Les lieux qu’il photographie et qu’il compose font penser aux dires de Saskia Sassen quant à l’hégémonie des villes globales dans la hiérarchie urbaine (Sassen, 1991). Un monde global, postmoderne. Dans le film documentaire de Jan Schmidt-Garre, le photographe expose ses motivations, qui elles-mêmes confirment cette filiation scientifique. Gursky se veut le témoin de scènes “emblématiques de la vie sociale mondialisée”. Supermarchés, usines ou gratte-ciels sont autant de sujets photographiés, caractéristiques des représentations véhiculées par les villes mondiales. La collection de clichés, pris dans des salles de marchés, illustre la multiplication des lieux standardisés du monde financier : à l’image de Hong Kong Stock Exchange, Diptychon, pris en 1994.

Source : Andreas Gursky, Hong Kong Stock Exchange, Diptychon (1994)

Un témoin de patchworks architecturaux

Gursky énonce : “Mes photos sont souvent des interprétations de lieux”. Cette notion d’entre-deux, de frontières, qualifie ses clichés. Son œuvre est constituée d’une succession d’ouvrages (work) et de pièces rapportées (patch). La porosité entre les lieux et les espaces est perceptible, l’architecture peut être vue comme une métaphore de la mondialisation (Valcourt, 2011). 

Ce patchwork se perçoit aussi sur le plan architectural comme dans le cliché Tokyo pris en 2017. C’est en arrière-plan que l’uniformisation architecturale émerge : Gursky y magnifie le verre et l’acier, matériaux symboles de cette homogénéité. Il peut alors s’agir “d’arrangements quadrillés” comme l’énonce François Valcourt : ses photos présentent une vision rationnelle de l’espace.

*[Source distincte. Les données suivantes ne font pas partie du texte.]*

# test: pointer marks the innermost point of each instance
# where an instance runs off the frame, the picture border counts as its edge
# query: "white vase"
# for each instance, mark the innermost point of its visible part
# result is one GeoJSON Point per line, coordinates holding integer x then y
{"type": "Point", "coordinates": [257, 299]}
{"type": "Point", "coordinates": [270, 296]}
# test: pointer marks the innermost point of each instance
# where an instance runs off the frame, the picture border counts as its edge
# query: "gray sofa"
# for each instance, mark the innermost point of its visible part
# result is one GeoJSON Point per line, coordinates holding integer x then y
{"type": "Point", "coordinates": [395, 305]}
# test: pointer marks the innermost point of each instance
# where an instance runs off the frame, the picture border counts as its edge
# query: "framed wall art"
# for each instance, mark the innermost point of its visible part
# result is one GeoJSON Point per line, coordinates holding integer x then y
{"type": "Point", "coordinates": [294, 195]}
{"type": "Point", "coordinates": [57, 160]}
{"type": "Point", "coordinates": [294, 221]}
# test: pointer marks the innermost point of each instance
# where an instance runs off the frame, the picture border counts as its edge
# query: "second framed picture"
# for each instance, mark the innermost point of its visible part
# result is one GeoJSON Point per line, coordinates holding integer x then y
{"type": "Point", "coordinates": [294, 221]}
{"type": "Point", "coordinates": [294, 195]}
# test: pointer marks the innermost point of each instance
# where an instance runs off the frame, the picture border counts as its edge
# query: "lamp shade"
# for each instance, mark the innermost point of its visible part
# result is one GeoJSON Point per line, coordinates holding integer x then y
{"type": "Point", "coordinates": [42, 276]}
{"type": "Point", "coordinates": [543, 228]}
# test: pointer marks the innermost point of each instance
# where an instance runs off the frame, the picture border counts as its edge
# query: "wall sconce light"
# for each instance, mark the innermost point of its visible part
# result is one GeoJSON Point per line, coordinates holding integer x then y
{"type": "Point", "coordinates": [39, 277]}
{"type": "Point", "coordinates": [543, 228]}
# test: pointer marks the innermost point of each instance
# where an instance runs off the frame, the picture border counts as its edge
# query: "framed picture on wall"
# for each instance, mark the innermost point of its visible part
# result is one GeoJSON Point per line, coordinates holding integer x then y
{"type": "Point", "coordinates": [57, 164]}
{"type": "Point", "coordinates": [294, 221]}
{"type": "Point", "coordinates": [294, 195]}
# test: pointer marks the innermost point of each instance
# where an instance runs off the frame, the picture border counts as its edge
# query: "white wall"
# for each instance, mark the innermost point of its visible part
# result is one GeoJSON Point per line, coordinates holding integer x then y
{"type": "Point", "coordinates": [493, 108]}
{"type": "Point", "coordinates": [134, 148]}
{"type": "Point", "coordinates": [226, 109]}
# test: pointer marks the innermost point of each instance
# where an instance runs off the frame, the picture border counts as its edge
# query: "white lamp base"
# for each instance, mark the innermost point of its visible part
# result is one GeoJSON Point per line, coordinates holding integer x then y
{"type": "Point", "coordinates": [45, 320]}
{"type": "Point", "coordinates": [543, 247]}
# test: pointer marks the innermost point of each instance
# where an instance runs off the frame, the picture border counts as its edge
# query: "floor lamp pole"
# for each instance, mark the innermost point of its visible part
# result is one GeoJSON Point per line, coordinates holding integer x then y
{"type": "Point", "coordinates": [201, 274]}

Le chercheur en études des arts pousse ainsi l’analyse et affirme que : 

“L’assujettissement de l’individu à un ordre collectif est conséquemment «traduit» par la disposition spatiale des immeubles résidentiels, des espaces publics et de tout espace d’affluence occupé par l’être humain“.

Cette lecture philosophique de l’espace dépeint par Gursky se justifie au regard des constantes oppositions qui jalonnent son œuvre : entre une peinture qui explore le méga, le macro et le micro (détails) et des images très nettes. Pourtant une étrange impression d’abstraction, de solitude et de fourmilière humaine se fait sentir à la vue de ces clichés.

Source : Andreas Gursky, Tokyo (2017)

Le photographe donne corps à sa démarche, en affirmant : « Mes manipulations de l’image ont pour but d’ajuster les proportions des minuscules pixels du fond et les objets au premier plan”, ce qui permet à l’Express en 2018 de titrer à son sujet : “La réalité en haute définition d’Andreas Gursky”. Gursky revendique la scénarisation de son œuvre photographique au prisme “d’un monde sans hiérarchie” tant dans la juxtaposition des éléments picturaux que dans les sujets traités (agitation humaine, barres d’immeubles). 

S’agirait-il donc d’un regard mécanique, indifférent comme le postule le magazine d’art &  photographie Artefieds ? Ou bien l’œuvre de Gursky n’est-elle pas aussi, et dans le même temps, une sociologie de notre finitude face au monde, face à ce qui nous entoure ? L’interprétation ou la réinterprétation de son œuvre demeure pleine et entière.